Where the work actually is

The hard part is not the graph database. The hard part is entity resolution. The same construction firm appears in PhilGEPS as five spelling variants across five contract awards, in COA reports as a sixth, and in the registry under a different parent corporation. Jaro-Winkler fuzzy matching with a 0.92 auto-merge cutoff catches the obvious cases. A 0.85 to 0.91 manual-review band catches the rest. Below 0.85 is left alone.

Once entities are resolved, the relationships you can derive go beyond what any source explicitly publishes. Co-bidding patterns, where companies always bid together against the same agency. Below-threshold contract clustering, where a single procurement budget gets split into ten awards just under the open-bidding ceiling. Surname matching between contractor owners and politicians representing the same district. Phoenix companies, where the same owner reappears under a new corporate shell with a fresh contract. Circular subcontracting, where A subcontracts to B, B to C, and C back to A.

What the analyzers report

The repo ships thirteen automated red-flag detectors and a concentration pass that computes Herfindahl-Hirschman across each procurement office.
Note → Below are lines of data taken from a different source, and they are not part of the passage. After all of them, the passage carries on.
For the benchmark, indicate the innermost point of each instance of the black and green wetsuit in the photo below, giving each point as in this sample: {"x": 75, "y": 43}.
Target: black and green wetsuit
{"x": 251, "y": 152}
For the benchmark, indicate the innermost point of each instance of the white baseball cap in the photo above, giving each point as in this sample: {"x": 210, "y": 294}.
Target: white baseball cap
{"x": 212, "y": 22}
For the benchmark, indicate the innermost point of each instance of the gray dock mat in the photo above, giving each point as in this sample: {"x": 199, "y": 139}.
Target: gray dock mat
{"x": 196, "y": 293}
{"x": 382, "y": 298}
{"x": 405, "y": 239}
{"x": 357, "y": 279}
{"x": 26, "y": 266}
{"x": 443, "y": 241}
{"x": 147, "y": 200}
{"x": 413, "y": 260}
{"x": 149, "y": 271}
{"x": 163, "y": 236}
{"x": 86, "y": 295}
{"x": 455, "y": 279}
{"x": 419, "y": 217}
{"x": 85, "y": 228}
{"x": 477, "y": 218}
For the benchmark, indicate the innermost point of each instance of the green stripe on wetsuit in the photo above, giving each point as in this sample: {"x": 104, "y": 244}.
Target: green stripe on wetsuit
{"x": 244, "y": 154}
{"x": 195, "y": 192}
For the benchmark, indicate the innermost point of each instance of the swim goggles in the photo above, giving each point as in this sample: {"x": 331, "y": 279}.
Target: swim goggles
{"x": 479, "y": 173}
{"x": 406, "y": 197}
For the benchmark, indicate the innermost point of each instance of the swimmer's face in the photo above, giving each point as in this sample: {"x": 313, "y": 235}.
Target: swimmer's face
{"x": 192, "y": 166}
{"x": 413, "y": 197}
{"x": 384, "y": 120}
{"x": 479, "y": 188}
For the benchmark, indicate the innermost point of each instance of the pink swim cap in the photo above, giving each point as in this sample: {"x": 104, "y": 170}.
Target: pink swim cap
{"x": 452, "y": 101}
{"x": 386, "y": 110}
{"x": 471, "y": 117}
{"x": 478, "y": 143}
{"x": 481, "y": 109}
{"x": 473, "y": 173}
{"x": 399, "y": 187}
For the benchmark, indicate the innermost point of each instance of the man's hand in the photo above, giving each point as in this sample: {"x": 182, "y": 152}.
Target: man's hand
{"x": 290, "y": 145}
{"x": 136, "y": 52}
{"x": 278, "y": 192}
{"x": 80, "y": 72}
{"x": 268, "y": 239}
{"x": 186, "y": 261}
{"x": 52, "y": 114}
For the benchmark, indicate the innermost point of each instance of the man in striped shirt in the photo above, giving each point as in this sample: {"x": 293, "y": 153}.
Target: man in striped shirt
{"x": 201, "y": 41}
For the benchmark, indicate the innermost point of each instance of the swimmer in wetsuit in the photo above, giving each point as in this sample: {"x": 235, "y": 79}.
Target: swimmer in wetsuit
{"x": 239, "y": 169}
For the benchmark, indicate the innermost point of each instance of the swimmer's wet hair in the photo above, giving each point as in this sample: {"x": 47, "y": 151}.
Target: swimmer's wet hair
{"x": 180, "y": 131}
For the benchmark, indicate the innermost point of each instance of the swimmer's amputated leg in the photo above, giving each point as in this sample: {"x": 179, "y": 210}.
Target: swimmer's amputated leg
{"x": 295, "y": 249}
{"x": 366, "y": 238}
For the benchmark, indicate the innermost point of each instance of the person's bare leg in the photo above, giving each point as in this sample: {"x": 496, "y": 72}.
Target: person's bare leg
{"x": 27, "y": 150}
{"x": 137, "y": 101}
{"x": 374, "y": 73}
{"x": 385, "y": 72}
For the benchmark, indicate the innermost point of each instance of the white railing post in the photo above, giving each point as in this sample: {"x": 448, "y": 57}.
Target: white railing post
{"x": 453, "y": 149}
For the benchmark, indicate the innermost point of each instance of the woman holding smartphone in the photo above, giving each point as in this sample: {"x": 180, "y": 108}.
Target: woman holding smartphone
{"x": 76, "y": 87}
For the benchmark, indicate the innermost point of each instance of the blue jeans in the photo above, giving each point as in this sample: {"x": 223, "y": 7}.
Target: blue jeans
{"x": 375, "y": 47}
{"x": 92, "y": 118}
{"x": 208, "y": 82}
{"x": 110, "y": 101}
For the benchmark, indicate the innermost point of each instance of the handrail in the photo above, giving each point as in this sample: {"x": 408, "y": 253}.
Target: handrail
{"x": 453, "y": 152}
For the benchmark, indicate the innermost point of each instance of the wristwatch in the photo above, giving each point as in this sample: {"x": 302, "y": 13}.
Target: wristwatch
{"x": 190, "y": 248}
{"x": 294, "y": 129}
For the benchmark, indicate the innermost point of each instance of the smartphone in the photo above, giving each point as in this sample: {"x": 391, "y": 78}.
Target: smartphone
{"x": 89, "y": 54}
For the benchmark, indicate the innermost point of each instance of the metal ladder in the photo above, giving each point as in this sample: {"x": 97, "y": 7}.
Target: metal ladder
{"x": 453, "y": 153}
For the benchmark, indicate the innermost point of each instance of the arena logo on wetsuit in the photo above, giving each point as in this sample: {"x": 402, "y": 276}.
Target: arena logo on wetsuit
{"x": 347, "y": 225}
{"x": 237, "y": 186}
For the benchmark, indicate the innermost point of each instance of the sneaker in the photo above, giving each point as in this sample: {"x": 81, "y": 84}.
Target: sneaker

Concentration alone catches a class of regulatory capture that’s easy to miss in any single audit cycle. An agency where one contractor wins 78% of awards by value isn’t necessarily corrupt, but it’s worth a human looking at.

A red flag is not a finding. The output is a list of cases that warrant a person walking through them with the underlying records. The graph narrows the search space. It doesn’t replace the judgment.

Stack

Neo4j Community for the graph. FastAPI for the API. Next.js with Sigma.js for the WebGL graph explorer. GraphRAG over Neo4j’s native HNSW vector index for natural-language queries against the graph. The pipeline is plain Python: requests for collection, pandas for transform, the async Neo4j driver for load.

PhilGEPS has no API, so the collector downloads and diffs weekly Excel exports. That part is unglamorous and probably the most fragile component of the system. Most of the cleanup work pays for itself only because the pipeline runs every week.

Repo: github.com/xmpuspus/paper-trail-ph.